Abstract
Motivation: In flux balance analysis of genome scale stoichiometric models of metabolism, the principal constraints are uptake or secretion rates, the steady state mass conservation assumption and reaction directionality. Here, we introduce an algorithmic pipeline for quantitative assignment of reaction directionality in multi-compartmental genome scale models based on an application of the second law of thermodynamics to each reaction. Given experimental or computationally estimated standard metabolite species Gibbs energy and metabolite concentrations, the algorithms bounds reaction Gibbs energy, which is transformed to in vivo pH, temperature, ionic strength and electrical potential.

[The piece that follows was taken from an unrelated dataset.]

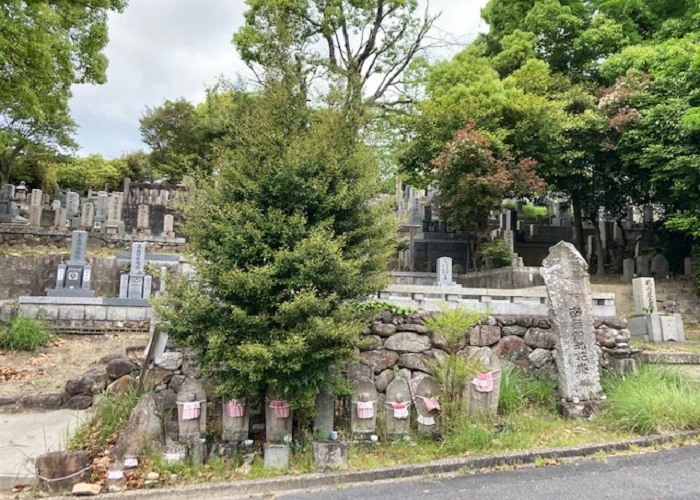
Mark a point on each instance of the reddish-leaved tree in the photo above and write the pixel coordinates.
(474, 174)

Results: This cross-platform MATLAB extension to the COnstraint-Based Reconstruction and Analysis (COBRA) toolbox is computationally efficient, extensively documented and open source.
Availability: http://opencobra.sourceforge.net
Contact: ronan.mt.fleming@gmail.com
Supplementary information: Supplementary data are available at Bioinformatics online.
1 INTRODUCTION
Ludwig von Bertalanffy (1901–1972) sought a theory encompassing ‘universal principles applying to systems in general’ (von Bertalanffy, 1973) and emphasized the role of thermodynamics in understanding biological systems. In modeling the overall behavior of a genome scale stoichiometric model of metabolism, one of the key constraints is reaction directionality, which is required to follow the second law of thermodynamics. At constant temperature, pressure, pH and ionic strength, this requirement means that the stoichiometrically weighted sum of transformed Gibbs energy of net substrates must exceeds that of net products (Alberty, 2003). With experimentally derived or computationally estimated standard reactant Gibbs energy of formation (Jankowski et al., 2008), if one assumes a typically narrow physiological range of reactant concentrations, one may constrain reaction directionality on a genome scale (Feist et al., 2007; Fleming et al., 2009).
The Constraint-Based Reconsruction and Analysis (COBRA) toolbox (Becker et al., 2007) is a growing suite of MATLAB functions for quantitative prediction of cellular metabolism. Here, we introduce an extension of the COBRA toolbox for quantitative assignment of stoichiometric model reaction directionality via integration of experimentally derived (Alberty, 2003) and group contribution estimates of standard Gibbs energies of formation (Jankowski et al., 2008) and reactant concentrations. Encoded in a single extensively documented pipeline is a thorough thermodynamic treatment of the necessary transformation of such data (Fleming et al., 2009) to in vivo temperature as well as compartment specific pH, ionic strength and electrical potential for multi-compartment models.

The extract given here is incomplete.